Aside from trivial things like the name move, I should talk about what I see as some of the more substantial weaknesses with the autodiff feature as currently proposed, since I've used it pretty extensively in SwiftFusion.
First, I have found the ergonomics of the system really painful. In particular, it has been incredibly hard to build new Differentiable types, even when composing other types that are Differentiable. As a very experienced generic programmer with a non-wizard-but-stronger-than-most math background, I would have expected to have a small learning curve, but it's not turning out that way. Some of this surely comes down to diagnostic QOI, but I think that's only a small part of the issue.
One of the normal strategies, of building up conformances protocol-by-inherited-protocol (e.g. conform to BidirectionalCollection by starting with Sequence conformance, adding Collection conformance, and finally adding conformance to BidirectionalCollection), and getting it to compile at each step, breaks down badly for me, and that's especially bad because the protocol refinement hierarchy required for a Differentiable type's TangentVector is quite deep.
Maybe part of the problem is that you ultimately always end up with a generic TangentVector type that itself has to be Differentiable, with Self as its own TangentVector type.
associatedtype TangentVector: Differentiable & AdditiveArithmetic
where TangentVector == TangentVector.TangentVector
As a result, you can't make anything beyond AdditiveArithmetic conformance work without standing up the whole system of conformances for the TangentVector type. Maybe part of the issue is the way Differentiable adds new @differentiable constraints to the AdditiveArithmetic requirements. I'm not 100% sure. This is the sense I have, but maybe something more is at play here. @rxwei It might be instructive for you to look at the TypeKeyedArrayBuffers type which I've struggled for weeks to make Differentiable and see what you run into.
I have a hunch that my idea of using a Manifold protocol might help with this part of the ergonomics somewhat, but that really is a wild guess.
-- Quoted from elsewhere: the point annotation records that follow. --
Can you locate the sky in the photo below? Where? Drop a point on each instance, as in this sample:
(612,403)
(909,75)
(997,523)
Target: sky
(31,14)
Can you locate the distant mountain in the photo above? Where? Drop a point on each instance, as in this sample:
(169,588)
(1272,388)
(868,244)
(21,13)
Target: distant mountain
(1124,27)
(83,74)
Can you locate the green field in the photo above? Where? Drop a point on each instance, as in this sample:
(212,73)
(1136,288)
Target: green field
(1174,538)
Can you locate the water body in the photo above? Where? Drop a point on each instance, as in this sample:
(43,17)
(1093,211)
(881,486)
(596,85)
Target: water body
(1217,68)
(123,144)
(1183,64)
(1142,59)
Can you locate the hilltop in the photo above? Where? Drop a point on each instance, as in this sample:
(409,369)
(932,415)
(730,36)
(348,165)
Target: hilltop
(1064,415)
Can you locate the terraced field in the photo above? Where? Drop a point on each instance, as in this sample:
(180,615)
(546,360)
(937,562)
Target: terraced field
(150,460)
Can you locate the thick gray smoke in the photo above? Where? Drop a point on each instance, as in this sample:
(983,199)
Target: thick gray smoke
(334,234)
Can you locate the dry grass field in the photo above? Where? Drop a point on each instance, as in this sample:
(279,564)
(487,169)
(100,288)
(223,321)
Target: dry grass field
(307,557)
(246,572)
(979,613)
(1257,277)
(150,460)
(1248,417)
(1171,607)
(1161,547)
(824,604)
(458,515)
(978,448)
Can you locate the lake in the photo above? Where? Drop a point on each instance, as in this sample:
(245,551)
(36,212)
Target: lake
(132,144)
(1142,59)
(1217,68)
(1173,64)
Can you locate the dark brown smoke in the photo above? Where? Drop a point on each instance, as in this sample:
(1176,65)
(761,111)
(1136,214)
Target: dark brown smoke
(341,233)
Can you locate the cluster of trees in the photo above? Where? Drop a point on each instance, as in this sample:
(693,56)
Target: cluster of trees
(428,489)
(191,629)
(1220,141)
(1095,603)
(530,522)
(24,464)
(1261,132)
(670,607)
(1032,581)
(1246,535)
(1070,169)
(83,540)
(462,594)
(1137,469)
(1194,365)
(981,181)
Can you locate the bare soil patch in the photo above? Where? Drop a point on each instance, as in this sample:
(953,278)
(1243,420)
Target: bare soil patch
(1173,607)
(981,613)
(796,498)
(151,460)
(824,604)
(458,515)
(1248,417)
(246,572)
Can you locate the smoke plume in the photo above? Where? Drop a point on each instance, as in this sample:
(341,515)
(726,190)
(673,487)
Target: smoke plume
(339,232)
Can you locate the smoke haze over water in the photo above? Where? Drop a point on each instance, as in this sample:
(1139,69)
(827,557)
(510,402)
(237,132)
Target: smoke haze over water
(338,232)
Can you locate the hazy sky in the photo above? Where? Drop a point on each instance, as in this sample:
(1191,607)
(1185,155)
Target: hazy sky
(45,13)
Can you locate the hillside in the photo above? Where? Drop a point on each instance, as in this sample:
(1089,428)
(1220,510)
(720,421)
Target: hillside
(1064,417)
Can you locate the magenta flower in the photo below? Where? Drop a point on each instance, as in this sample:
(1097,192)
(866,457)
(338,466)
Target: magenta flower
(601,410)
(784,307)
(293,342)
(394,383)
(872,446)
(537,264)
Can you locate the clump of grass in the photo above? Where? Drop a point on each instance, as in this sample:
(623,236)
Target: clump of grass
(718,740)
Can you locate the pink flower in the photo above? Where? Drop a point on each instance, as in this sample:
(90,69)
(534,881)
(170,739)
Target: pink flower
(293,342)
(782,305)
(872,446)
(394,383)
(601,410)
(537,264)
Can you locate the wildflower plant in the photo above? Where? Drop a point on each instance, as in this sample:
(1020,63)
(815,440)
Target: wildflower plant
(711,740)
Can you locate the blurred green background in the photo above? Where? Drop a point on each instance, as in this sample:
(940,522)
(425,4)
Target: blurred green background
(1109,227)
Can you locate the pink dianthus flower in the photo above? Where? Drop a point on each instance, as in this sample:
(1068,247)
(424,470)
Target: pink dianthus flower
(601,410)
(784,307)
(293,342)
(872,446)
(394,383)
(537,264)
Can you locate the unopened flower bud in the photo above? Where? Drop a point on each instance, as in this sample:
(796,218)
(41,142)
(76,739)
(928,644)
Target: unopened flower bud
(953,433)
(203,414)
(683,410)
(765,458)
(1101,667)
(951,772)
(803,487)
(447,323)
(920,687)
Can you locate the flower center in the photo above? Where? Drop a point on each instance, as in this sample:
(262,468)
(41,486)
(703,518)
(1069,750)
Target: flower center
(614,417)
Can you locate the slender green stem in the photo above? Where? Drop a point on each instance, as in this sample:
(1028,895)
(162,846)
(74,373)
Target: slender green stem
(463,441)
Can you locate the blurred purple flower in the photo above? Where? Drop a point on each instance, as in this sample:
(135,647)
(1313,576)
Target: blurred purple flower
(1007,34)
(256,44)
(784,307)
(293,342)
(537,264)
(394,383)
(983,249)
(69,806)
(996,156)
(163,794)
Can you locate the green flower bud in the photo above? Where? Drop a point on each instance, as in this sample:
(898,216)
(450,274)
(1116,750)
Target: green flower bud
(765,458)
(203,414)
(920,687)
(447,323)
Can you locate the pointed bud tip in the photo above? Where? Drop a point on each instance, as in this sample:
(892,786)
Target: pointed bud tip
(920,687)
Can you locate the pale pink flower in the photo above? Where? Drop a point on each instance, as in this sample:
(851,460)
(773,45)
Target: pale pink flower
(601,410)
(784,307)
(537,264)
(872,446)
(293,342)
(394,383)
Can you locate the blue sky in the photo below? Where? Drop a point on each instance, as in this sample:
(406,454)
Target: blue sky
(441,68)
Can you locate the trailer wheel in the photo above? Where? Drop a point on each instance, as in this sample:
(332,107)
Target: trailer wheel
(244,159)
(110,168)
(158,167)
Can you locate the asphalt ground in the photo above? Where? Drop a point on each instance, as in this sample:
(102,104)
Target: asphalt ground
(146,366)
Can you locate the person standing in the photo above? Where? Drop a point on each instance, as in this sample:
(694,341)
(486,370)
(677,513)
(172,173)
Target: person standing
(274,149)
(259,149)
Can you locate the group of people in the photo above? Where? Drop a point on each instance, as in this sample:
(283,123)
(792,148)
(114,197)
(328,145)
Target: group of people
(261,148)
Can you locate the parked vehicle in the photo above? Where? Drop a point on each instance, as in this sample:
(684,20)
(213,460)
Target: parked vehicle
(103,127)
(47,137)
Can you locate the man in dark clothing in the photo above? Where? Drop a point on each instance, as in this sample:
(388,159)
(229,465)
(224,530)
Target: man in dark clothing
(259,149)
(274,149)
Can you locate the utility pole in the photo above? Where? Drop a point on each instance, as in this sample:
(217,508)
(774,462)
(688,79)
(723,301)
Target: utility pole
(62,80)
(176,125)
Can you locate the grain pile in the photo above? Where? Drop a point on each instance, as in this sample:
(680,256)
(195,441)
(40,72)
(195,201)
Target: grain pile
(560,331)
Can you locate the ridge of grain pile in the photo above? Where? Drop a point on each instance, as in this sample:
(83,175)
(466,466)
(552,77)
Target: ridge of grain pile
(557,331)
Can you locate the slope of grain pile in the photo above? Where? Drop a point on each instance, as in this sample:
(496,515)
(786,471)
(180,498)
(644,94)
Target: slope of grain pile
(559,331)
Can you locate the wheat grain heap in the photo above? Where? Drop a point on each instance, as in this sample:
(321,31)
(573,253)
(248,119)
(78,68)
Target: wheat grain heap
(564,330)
My second major concern centers around the handling of zero, which turns out to have an incredibly important role in differentiable programming. zeroTangentVectorInitializer is awkward, but that's not the biggest problem. First, it seems to be based on the premise that you can only come up with a zero vector for a reshapable type (e.g. Array) if you know its shape, which I'm not sure is true. I've had some success creating universal zero values that are compatible with all shapes. This not only makes it possible to use a cleaner API (like the one from AdditiveArithmetic) but these universal zeros tend to be very efficient because they don't require any dynamic storage. Because zeroTangentVectorInitializer is a closure, if your have a tensor has a “ragged” shape like the top level data structure of SwiftFusion, you usually end up capturing a fairly heavyweight value in that closure to reconstruct the right zero, which I imagine is really hard to optimize. Lastly, if you buy into the premise of zeroTangentVectorInitializer that you can't build a zero without an instance, you still have the static zero from AdditiveArithmetic in which you have to unconditionally fatalError, which makes the AdditiveArithmetic conformance a lie.
IMO the zero-handling part of the proposal is truly a mess and in no shape to be locked down until it's sorted out. However, the ergonomics of creating a differentiable type need some careful attention, too. If a generic programming expert like me can't create a new differentiable data structure, pity the poor ML researcher who needs to do it.